NEJM has published a successful phase I/II trial of a lentiviral gene therapy for the treatment of infants with XSCID (bubble boy disease)

Mustang Bio, Inc. announced that the New England Journal of Medicine has published data from St. Jude Children’s Research Hospital the nation’s leading hospital dedicated to understanding, treating and curing childhood cancer and other life-threatening diseases. The data comes from a Phase 1/II clinical trial of a lentiviral gene therapy for the treatment of newly diagnosed infants under two years old with XSCID, also referred to as SCID-X1 and commonly known as bubble boy disease. Under a licensing agreement with St. Jude, Mustang will develop the lentiviral gene therapy for commercial use as MB-107.

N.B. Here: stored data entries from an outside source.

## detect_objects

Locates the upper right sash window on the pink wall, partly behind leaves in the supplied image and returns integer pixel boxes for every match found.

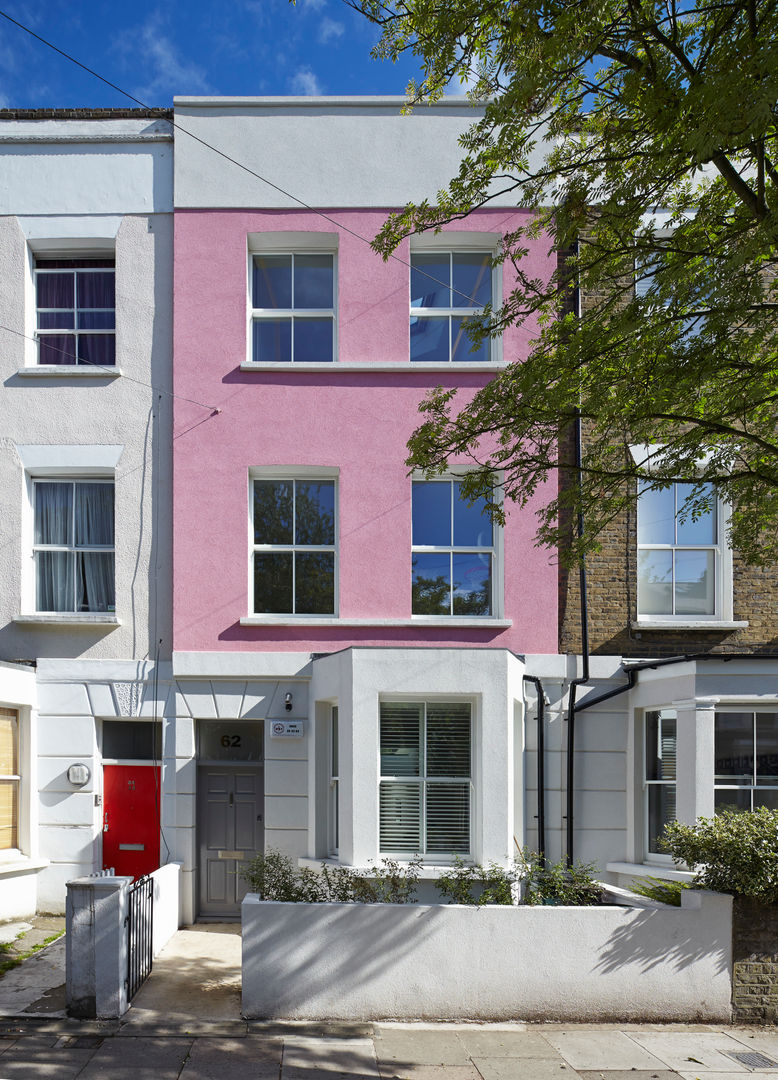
[411,251,493,364]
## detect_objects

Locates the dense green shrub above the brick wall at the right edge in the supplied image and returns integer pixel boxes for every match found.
[661,807,778,904]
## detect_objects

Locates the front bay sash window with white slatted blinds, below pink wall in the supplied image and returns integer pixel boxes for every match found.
[379,701,472,862]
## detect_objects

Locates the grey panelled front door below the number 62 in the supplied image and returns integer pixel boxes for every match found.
[198,765,265,919]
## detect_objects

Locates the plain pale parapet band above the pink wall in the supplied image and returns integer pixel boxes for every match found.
[175,97,551,208]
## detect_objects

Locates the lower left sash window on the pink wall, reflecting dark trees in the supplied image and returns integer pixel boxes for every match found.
[253,478,335,616]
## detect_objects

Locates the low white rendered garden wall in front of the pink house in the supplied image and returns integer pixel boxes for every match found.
[242,892,732,1021]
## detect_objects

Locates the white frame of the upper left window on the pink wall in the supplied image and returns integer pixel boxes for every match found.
[246,232,338,370]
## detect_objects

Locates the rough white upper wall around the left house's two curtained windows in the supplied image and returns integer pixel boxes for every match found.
[0,203,173,659]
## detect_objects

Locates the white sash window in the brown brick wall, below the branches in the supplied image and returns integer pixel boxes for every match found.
[638,483,723,622]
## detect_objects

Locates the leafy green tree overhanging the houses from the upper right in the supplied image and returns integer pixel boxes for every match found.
[349,0,778,562]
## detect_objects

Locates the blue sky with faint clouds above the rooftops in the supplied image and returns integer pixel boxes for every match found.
[0,0,425,108]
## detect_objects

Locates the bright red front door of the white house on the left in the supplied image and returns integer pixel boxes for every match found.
[103,765,160,877]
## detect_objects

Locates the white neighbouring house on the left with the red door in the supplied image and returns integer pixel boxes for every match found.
[0,109,173,918]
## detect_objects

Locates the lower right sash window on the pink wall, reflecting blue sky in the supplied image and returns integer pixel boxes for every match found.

The multi-center Phase 1/II clinical trial is evaluating the safety and efficacy of a lentiviral vector to transfer a normal copy of the IL2RG gene to bone marrow stem cells in newly diagnosed infants under the age of two with XSCID, preceded by low exposure-targeted busulfan conditioning. A total of 10 infants have received the therapy to date in this clinical trial. The published data covers eight infants with XSCID who were treated at St. Jude and at UCSF Benioff Children’s Hospital and followed for a median of 16.4 months.

Data Highlights: Bone marrow harvest, busulfan conditioning and cell infusion were well tolerated. In seven of the eight cases, normalization of CD3+, CD4+ and CD4+ naïve T-cell and natural killer (“NK”) cell numbers occurred within three to four months after treatment, accompanied by vector marking in T, B, NK and myeloid cells and marrow progenitors. The eighth infant had insufficient T cells initially, but normalization of T cells occurred following an unconditioned boost of gene-corrected cells, and the patient is progressing favorably. All patients cleared previous infections and are growing normally. Seven of the eight infants treated have developed normal IgM levels to date. Four of these seven infants have discontinued monthly infusions of intravenous immunoglobulin (IVIG) therapy to date. Three of those four infants that discontinued monthly IVIG infusions have responded to vaccines to date. Most patients were discharged from the hospital within one month.

The gene therapy was developed in the laboratory of the late Brian Sorrentino, M.D., formerly of the St. Jude Department of Hematology, and produced in the St. Jude Good Manufacturing Practice facility. The multi-center Phase 1/II clinical trial is led by Ewelina Mamcarz, M.D., assistant member at St. Jude. Other participating sites and key collaborators are at UCSF Benioff Children’s Hospital, the National Institutes of Health (NIH) and Seattle Children’s Hospital.

“The results have been very good thus far. We’ve been able to restore a full immune system pretty quickly,” Mamcarz said. “All of these patients were able to come off of isolation and they’ve returned home with immune systems that were fully functional. We had patients come to us with very severe infections and they cleared them through the emergence of this newly developed immune system.” For additional information, visit ClinicalTrials.gov: NCT01512888.

X-linked severe combined immunodeficiency (XSCID) is a rare genetic disorder that occurs in approximately 1 per 200,000 births. It is characterized by the absence or lack of function of key immune cells, resulting in a severely compromised immune system and death by one year of age if untreated. Patients with XSCID, also known as bubble boy disease, have no T cells or natural killer cells; although their B cells are normal in number, they are not functional. As a result, XSCID patients are usually affected by severe bacterial, viral or fungal infections early in life and often present with interstitial lung disease, chronic diarrhea and failure to thrive. The specific genetic disorder that causes XSCID is a mutation in the gene coding for the common gamma chain (yc), a protein that is shared by the receptors for at least six interleukins. These interleukins and their receptors are critical for the development and differentiation of immune cells. The gene coding for yc is known as IL-2 receptor gamma, or IL2RG; since IL2RG is located on the X-chromosome, XSCID is inherited in an X-linked recessive pattern, resulting in almost all patients being male.

See- "Lentiviral Gene Therapy Combined with Low-Dose Busulfan in Infants with SCID-X1."_ Ewelina Mamcarz, M.D., Sheng Zhou, Ph.D., Timothy Lockey, Ph.D., et al. April 18, 2019N Engl J Med 2019; 380:1525-1534 DOI: 10.1056/NEJMoa1815408.